# For my Jacksonville, FL Smokers or Shameless Plug for a Friend



## callahan4life (May 6, 2011)

I meant to post this earlier but time ran away from me. A good friend of mine owns AA Bottled Gas in Jacksonville, FL.  He carrys a large BBQ section in his store of hot sauces, BBQ Sauces and Rubs, lump charcoal, gadgets and accesseries, etc. About three years ago he started having an annual event he calls "Barbecue Blowout". This year it is taking place tomorrow, Saturday, 05/07/2011.

He always has a lot of various venders from outdoor deep fryers to Big Green Eggs, to Stick Burners, to Gas Smokers, to various gadgets to help us with our BBQ adventures.

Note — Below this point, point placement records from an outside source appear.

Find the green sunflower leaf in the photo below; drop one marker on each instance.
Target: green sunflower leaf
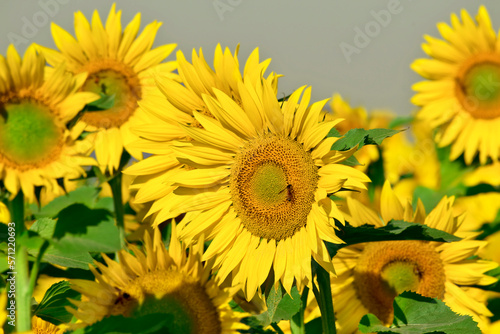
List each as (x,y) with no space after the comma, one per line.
(147,324)
(394,230)
(85,195)
(401,121)
(280,306)
(334,133)
(77,232)
(52,308)
(415,314)
(362,137)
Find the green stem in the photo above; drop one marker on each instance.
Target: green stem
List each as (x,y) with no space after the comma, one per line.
(277,328)
(297,325)
(116,188)
(325,302)
(21,271)
(36,266)
(23,297)
(17,212)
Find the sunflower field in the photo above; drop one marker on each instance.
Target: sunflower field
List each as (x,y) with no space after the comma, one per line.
(146,190)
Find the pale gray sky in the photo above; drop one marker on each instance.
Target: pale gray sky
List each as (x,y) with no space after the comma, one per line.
(361,49)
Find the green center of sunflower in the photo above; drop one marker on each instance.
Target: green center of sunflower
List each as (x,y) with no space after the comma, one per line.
(272,185)
(112,78)
(483,82)
(400,276)
(478,86)
(29,134)
(269,184)
(173,293)
(385,269)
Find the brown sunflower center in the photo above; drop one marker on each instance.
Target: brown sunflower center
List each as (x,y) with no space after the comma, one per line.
(478,86)
(272,186)
(385,269)
(174,293)
(30,134)
(110,77)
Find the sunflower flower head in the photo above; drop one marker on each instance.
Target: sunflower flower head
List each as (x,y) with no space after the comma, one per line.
(461,96)
(157,280)
(255,179)
(119,64)
(371,275)
(36,147)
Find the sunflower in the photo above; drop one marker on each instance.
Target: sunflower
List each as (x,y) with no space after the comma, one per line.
(481,209)
(371,274)
(4,214)
(119,65)
(255,180)
(462,95)
(36,147)
(159,280)
(175,108)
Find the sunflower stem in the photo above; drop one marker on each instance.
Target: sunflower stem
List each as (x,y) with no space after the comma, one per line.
(297,325)
(19,268)
(277,328)
(116,189)
(36,266)
(325,302)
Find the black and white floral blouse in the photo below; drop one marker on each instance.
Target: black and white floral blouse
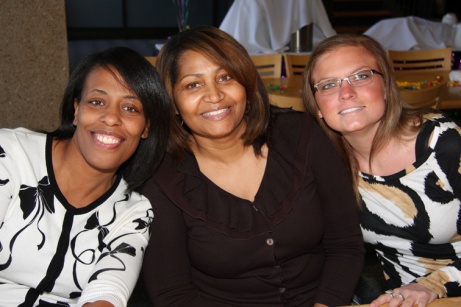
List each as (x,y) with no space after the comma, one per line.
(52,253)
(413,218)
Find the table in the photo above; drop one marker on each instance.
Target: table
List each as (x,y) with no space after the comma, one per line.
(265,26)
(443,302)
(407,33)
(292,95)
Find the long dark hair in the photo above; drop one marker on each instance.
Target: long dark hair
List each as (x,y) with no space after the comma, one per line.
(141,78)
(224,50)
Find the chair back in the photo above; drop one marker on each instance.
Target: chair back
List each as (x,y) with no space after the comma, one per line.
(295,64)
(268,65)
(421,60)
(426,97)
(152,60)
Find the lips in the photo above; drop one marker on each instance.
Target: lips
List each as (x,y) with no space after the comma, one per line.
(214,113)
(107,139)
(350,110)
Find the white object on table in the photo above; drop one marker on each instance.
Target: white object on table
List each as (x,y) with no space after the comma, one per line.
(412,33)
(265,26)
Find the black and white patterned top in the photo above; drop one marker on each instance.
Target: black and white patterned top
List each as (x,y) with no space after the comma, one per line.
(412,218)
(52,253)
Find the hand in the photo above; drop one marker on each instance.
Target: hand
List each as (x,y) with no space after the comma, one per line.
(406,296)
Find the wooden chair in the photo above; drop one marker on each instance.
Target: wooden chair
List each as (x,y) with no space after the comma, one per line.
(268,65)
(152,60)
(422,60)
(287,102)
(426,97)
(295,64)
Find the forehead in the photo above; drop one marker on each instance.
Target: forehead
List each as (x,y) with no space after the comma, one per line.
(342,61)
(193,60)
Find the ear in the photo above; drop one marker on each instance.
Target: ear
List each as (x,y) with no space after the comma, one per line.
(145,133)
(75,112)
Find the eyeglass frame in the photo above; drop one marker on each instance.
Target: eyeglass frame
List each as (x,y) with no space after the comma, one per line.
(373,72)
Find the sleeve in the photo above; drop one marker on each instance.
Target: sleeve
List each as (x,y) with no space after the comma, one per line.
(166,267)
(8,170)
(116,272)
(342,241)
(447,280)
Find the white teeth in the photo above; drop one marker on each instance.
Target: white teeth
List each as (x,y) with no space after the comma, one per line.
(350,110)
(215,112)
(106,139)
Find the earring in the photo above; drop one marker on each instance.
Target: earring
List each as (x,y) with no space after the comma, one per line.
(179,119)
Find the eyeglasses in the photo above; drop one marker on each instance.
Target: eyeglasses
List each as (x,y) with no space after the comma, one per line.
(360,78)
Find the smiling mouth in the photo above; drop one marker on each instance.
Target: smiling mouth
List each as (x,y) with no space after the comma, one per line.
(107,139)
(350,110)
(213,113)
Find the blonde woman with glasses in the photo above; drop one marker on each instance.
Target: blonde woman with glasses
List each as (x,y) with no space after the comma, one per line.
(404,164)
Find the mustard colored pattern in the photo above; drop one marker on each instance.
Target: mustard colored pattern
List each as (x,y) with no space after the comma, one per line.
(412,218)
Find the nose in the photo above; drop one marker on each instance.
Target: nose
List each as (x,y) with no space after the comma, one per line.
(112,116)
(214,94)
(346,90)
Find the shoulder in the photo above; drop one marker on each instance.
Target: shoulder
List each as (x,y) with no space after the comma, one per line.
(20,139)
(20,135)
(289,128)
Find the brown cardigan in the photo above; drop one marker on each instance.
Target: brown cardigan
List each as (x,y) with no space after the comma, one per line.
(298,243)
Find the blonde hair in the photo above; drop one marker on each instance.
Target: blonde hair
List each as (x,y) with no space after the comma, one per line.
(398,120)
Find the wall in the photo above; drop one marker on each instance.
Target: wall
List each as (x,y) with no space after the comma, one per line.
(34,62)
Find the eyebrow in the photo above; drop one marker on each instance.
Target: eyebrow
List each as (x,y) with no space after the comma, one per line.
(200,74)
(105,93)
(354,72)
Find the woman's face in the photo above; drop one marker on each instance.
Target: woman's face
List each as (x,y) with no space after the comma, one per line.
(352,109)
(211,103)
(109,121)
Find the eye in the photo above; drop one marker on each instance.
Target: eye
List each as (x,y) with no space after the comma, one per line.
(327,85)
(131,109)
(224,78)
(192,85)
(361,75)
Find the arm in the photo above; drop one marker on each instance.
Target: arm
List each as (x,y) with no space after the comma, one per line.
(444,281)
(166,267)
(116,271)
(99,304)
(342,241)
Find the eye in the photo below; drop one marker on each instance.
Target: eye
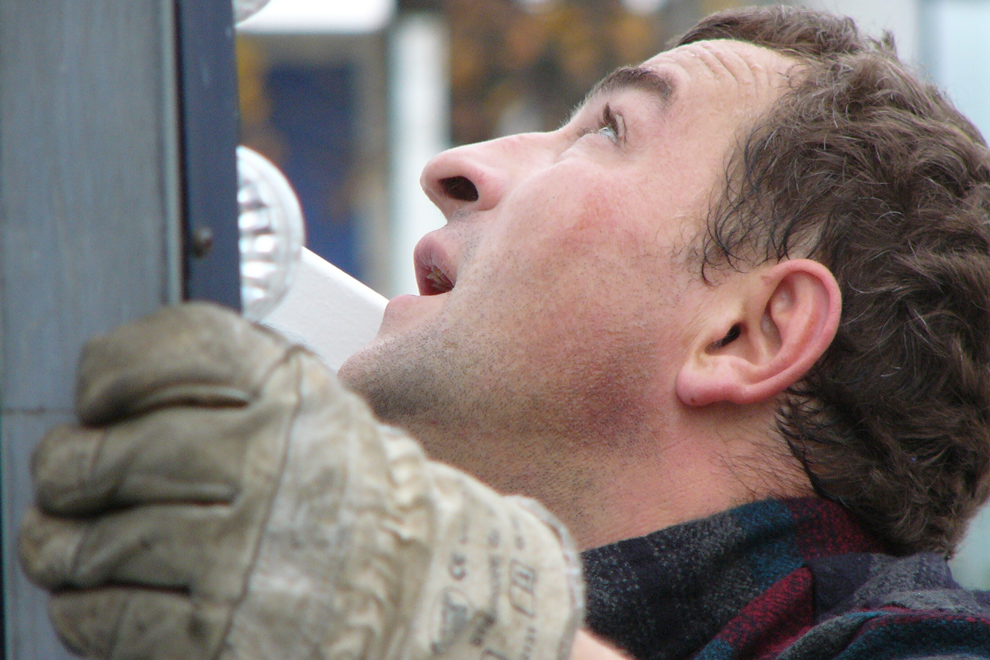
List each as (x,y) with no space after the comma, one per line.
(610,125)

Oh of of course there is the free samples of some great bbq and grilled food. If you are interested I have included a link to my local (Callahan) newspaper where he has a full page ad telling more about this years event (it is on the last page).

http://www.mywestsidejournal.com/uploads/WSJ_5-5.pdf  

I will be out there around 10 a.m. maybe I will run into some of you that live here in Jax.


----------



## fife (May 6, 2011)

See ya there Bro


----------



## SmokinAl (May 7, 2011)

Sounds like fun. A little far for me though!


----------